I never really noticed it, but I always set my intentions for the year at my birthday. That’s more meaningful to me than the New Year — maybe because it’s personal, or maybe because it happens to lie within a change of season era (mid-September). Either way, my intentions/resolutions/goals/whatever you want to call them are always more meaningful when set on September 13th.
That said, I do give myself a theme each calendar year. Matt and I have done this together a few times recently: in 2015, I think it was, we said no to fried food. In 2016 (and 2017, after we kind-of, sort-of failed), we committed to traveling less. In 2018, although Matt’s not in on this one, my theme was — and still is — to embrace simplicity.
A couple of years ago, in late 2015/early 2016, amidst what we joke was the start of my “quarter-life crisis,” I started hearing a lot about minimalism. I began following The Minimalists and reading books like Chasing Slow, The Little Book of Hygge, and Essentialism, all of which inspired me to start thinking about slowing down.
I attempted to Marie Kondo my life and got rid of all but 40 or so pieces of clothes (I’ve since added about 20) and shut down a little bit each day as I went through this internal transformation. I started to declutter my friendships, my email inbox, and who I was following on social media — everything I could think of that might help get rid of that feeling of extreme overwhelm and burn out.
Slowly but surely, I started finding myself again. Most surprisingly, I started accepting myself. I stopped giving into peer pressure as much and started leaning into what made me happy (or at least, what I thought made me happy in the moment — still figuring that out). I hate the taste of alcohol, so I stopped drinking at happy hours. Things like that. I had to go through a ton of internal challenges in order to accept that it’s okay to embrace being a little different from the person next to me.
My last blog, Lauren Lives Healthy, was the in-between. It was the result of all the peer pressure I felt in the health world — to lose weight, to eat healthy, to diet, to follow trends. I backed myself into such an intense wall that I felt like I couldn’t breathe. I felt like I couldn’t share anymore because my writing wasn’t good enough, my photos weren’t good enough, and I wasn’t good enough. It got to the point where I wanted to rebrand but I was so scared to use my real name and put a label on who I am that I kind of shut down. I faked it for a year and then kind of gave up. I lost all motivation to share online and started embracing my life offline.

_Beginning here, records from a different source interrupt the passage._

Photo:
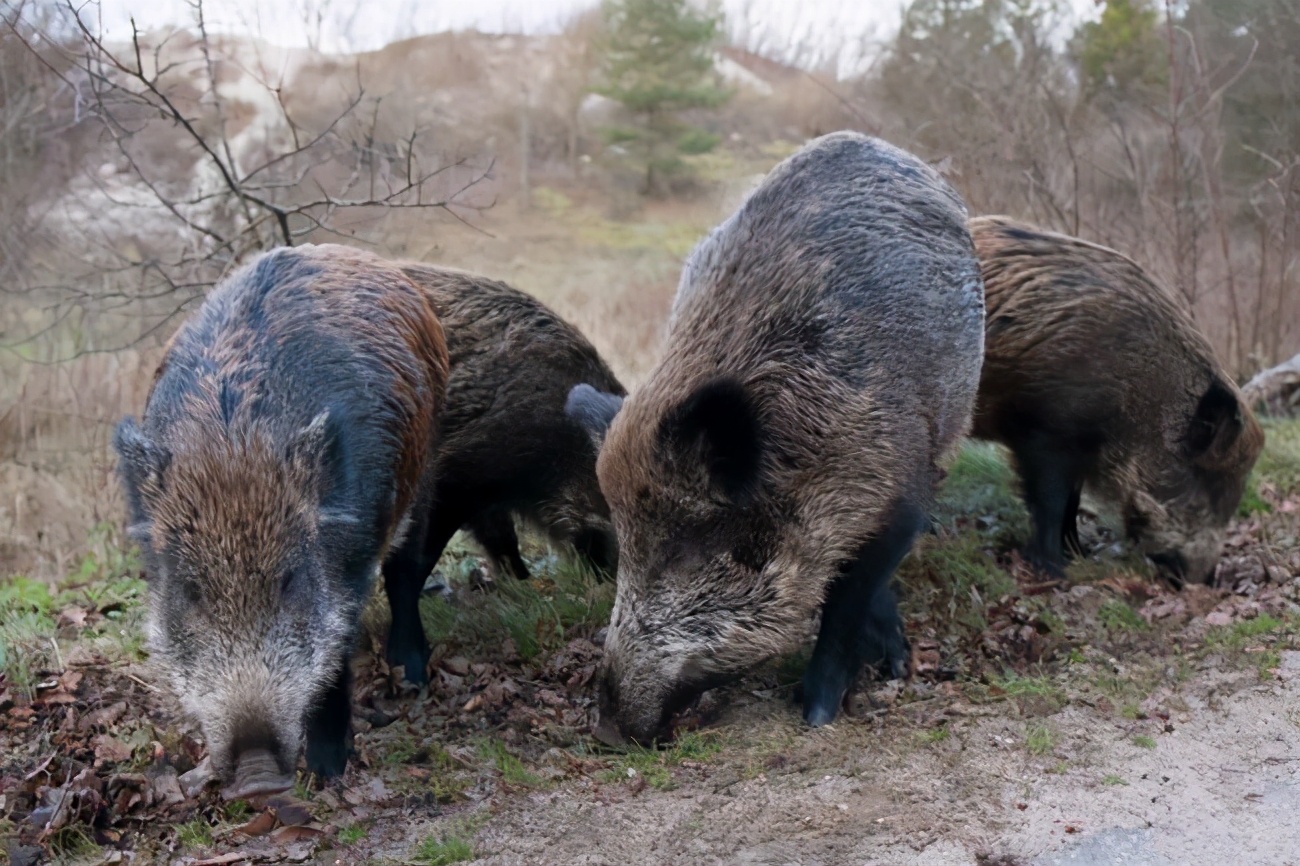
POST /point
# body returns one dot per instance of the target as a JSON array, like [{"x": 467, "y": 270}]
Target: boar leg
[
  {"x": 593, "y": 546},
  {"x": 1070, "y": 542},
  {"x": 1053, "y": 479},
  {"x": 329, "y": 727},
  {"x": 404, "y": 572},
  {"x": 494, "y": 529},
  {"x": 859, "y": 619}
]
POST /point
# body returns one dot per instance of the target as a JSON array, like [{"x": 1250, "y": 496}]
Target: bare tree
[{"x": 215, "y": 161}]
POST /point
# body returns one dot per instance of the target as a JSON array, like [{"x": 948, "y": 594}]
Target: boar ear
[
  {"x": 1214, "y": 427},
  {"x": 593, "y": 410},
  {"x": 141, "y": 463},
  {"x": 719, "y": 424}
]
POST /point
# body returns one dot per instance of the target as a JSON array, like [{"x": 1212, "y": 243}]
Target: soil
[{"x": 1161, "y": 741}]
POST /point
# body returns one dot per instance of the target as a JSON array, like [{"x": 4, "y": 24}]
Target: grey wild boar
[
  {"x": 285, "y": 451},
  {"x": 506, "y": 446},
  {"x": 1096, "y": 377},
  {"x": 820, "y": 360}
]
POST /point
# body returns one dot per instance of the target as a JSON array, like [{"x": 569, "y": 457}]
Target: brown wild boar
[
  {"x": 285, "y": 453},
  {"x": 1096, "y": 377},
  {"x": 822, "y": 358},
  {"x": 506, "y": 446}
]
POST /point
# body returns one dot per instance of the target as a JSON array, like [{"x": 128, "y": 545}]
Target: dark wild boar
[
  {"x": 286, "y": 445},
  {"x": 822, "y": 358},
  {"x": 1096, "y": 377},
  {"x": 506, "y": 446}
]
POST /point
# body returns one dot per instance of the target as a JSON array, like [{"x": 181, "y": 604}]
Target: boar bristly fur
[
  {"x": 1096, "y": 377},
  {"x": 506, "y": 446},
  {"x": 820, "y": 360},
  {"x": 285, "y": 444}
]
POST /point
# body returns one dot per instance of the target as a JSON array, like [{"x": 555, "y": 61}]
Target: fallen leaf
[
  {"x": 260, "y": 826},
  {"x": 290, "y": 810},
  {"x": 286, "y": 835},
  {"x": 26, "y": 854},
  {"x": 194, "y": 782},
  {"x": 167, "y": 788},
  {"x": 221, "y": 860},
  {"x": 109, "y": 750},
  {"x": 102, "y": 718},
  {"x": 73, "y": 615}
]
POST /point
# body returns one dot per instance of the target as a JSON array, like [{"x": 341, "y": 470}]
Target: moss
[
  {"x": 512, "y": 770},
  {"x": 1118, "y": 615},
  {"x": 442, "y": 851},
  {"x": 194, "y": 834}
]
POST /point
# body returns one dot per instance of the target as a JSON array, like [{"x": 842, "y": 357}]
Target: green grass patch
[
  {"x": 1118, "y": 615},
  {"x": 511, "y": 769},
  {"x": 655, "y": 765},
  {"x": 536, "y": 615},
  {"x": 1279, "y": 462},
  {"x": 70, "y": 844},
  {"x": 1041, "y": 687},
  {"x": 1040, "y": 739},
  {"x": 1243, "y": 632},
  {"x": 1251, "y": 499},
  {"x": 194, "y": 834},
  {"x": 237, "y": 812},
  {"x": 980, "y": 481},
  {"x": 27, "y": 633},
  {"x": 934, "y": 736},
  {"x": 352, "y": 834},
  {"x": 442, "y": 851}
]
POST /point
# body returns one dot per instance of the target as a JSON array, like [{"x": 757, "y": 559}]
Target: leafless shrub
[{"x": 208, "y": 151}]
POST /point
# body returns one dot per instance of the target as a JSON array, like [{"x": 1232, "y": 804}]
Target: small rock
[{"x": 194, "y": 782}]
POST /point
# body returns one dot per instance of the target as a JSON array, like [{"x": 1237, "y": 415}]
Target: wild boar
[
  {"x": 506, "y": 446},
  {"x": 1096, "y": 377},
  {"x": 820, "y": 360},
  {"x": 284, "y": 454}
]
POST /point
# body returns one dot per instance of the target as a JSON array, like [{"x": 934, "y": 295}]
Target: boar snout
[{"x": 258, "y": 773}]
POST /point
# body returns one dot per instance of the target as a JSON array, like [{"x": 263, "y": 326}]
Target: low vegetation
[{"x": 510, "y": 705}]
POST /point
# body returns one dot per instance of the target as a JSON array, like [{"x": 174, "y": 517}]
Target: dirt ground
[{"x": 1108, "y": 719}]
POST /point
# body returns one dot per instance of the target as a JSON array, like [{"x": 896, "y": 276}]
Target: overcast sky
[{"x": 837, "y": 29}]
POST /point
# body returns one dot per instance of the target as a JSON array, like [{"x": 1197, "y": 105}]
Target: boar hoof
[
  {"x": 412, "y": 663},
  {"x": 823, "y": 693}
]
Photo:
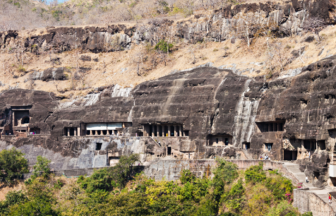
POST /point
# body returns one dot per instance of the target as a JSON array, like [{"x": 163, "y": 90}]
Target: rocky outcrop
[
  {"x": 49, "y": 74},
  {"x": 213, "y": 111},
  {"x": 233, "y": 21}
]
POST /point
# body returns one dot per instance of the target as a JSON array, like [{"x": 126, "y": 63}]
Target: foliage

But now I’m ready to try again. This time, I’m starting from scratch — literally. I’m on a new platform and am using a new host. From the get-go, I’m labeling myself as me: Lauren Shaber. What I’m not doing is labeling what I’m sharing. This won’t be a health blog or a food blog or a travel blog. It won’t have a timeline, so there may be weeks where I post every day or months where I never post at all. There won’t be any sponsored content (though there may be some affiliate links embedded to help offset the cost of hosting and site maintenance, but I’ll only link to things I truly love — promise).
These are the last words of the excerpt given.